# New Girlie to Cairo



## Guest (Oct 15, 2010)

Hi All, 

Looking for a little help please, I have accepted a job in Cairo due to start in one month so currently packing like mad  im 23 and coming alone... daunting but exciting.... 

I regularly have my hair cut and dyed - could anyone suggest a good hairdresser?
I also have acrylic nails regularly, again can you get this done out in Cairo and roughly how much does it cost please?
Also ladies clothes shops any good ones i should look out for
I know I seem vain or like a bimbo but i like to check these things out 

Any other info or tips would always be welcome

Thanks all Hope you have a good day 

Sarah


----------



## MaidenScotland (Jun 6, 2009)

Welcome to the forum Sarah

Hairdressers.. yes lots of good ones but of course it depends on the area you will be living.

Nails... same as above

City Stars mall has Zara etc but you will find clothes here expensive if they are imported and generally cheap and gaudy if made here.
Egyptian girls love to titivate themselves.. so lots of places for beauty treatments of every kind.
Tip.... don't take an offer up of coffee, Arabic lessons from the man who you meet on the first day... 

Maiden


----------



## Guest (Oct 15, 2010)

MaidenScotland said:


> Welcome to the forum Sarah
> 
> Hairdressers.. yes lots of good ones but of course it depends on the area you will be living.
> 
> ...


hahaha Im off egyptian men for the time being my husband (soon to be ex) is egyptian but I will keep that info im mind thank you so much 
I will be living naser c so not too far away will be able to keep myself maintained 
Thanks so much


----------



## Beatle (Aug 14, 2009)

Saraha5587 said:


> Hi All,
> 
> Looking for a little help please, I have accepted a job in Cairo due to start in one month so currently packing like mad  im 23 and coming alone... daunting but exciting....
> 
> ...


Hi

Hairdressers - as MS says, it depends on where you are living but the 5 star hotels tend to offer a decent cut. The hairdresser at the Four Seasons and Mohammed Al Sageer Main have been recommended to me recently.

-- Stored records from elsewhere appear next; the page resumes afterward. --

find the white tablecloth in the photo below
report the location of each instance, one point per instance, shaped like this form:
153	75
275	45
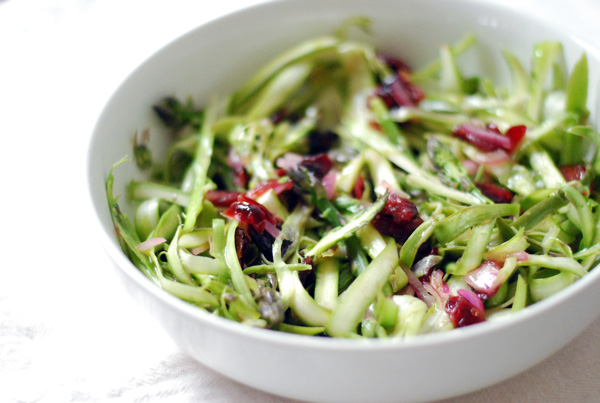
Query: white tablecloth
68	330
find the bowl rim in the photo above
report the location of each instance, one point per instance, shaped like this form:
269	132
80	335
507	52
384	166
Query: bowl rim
113	250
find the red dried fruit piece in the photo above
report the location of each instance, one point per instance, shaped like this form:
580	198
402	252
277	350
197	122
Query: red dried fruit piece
274	184
359	187
463	312
318	164
398	218
489	138
574	172
495	193
222	198
249	213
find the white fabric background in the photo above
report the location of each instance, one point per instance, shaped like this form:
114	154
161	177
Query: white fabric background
68	330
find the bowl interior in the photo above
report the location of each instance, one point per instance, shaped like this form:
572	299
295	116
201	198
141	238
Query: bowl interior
218	57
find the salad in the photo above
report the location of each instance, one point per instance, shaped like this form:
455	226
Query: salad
340	193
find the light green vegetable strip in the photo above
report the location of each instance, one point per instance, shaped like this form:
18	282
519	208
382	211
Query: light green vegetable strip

Nails - I go to the Nail Spa in Mohandiseen (I think they have a FB page if you want to check it out). Not sure if they do acrylic nails as I don't have them done but a manicure costs about 35LE from memory. There are cheaper salons all over the place but at the Nail Spa they speak English (although I appreciate you might speak Arabic).

CItystars in Cairo is a massive shopping mall and you can get most western products there. However it definitely works out more expensive than buying the equivalent item in the UK, and you don't seem to have discounted sales as you do in the UK


----------



## Guest (Oct 15, 2010)

Hey thats great, thank you, i speak very very basic arabic so english place will be good  
Thanks again for your help


----------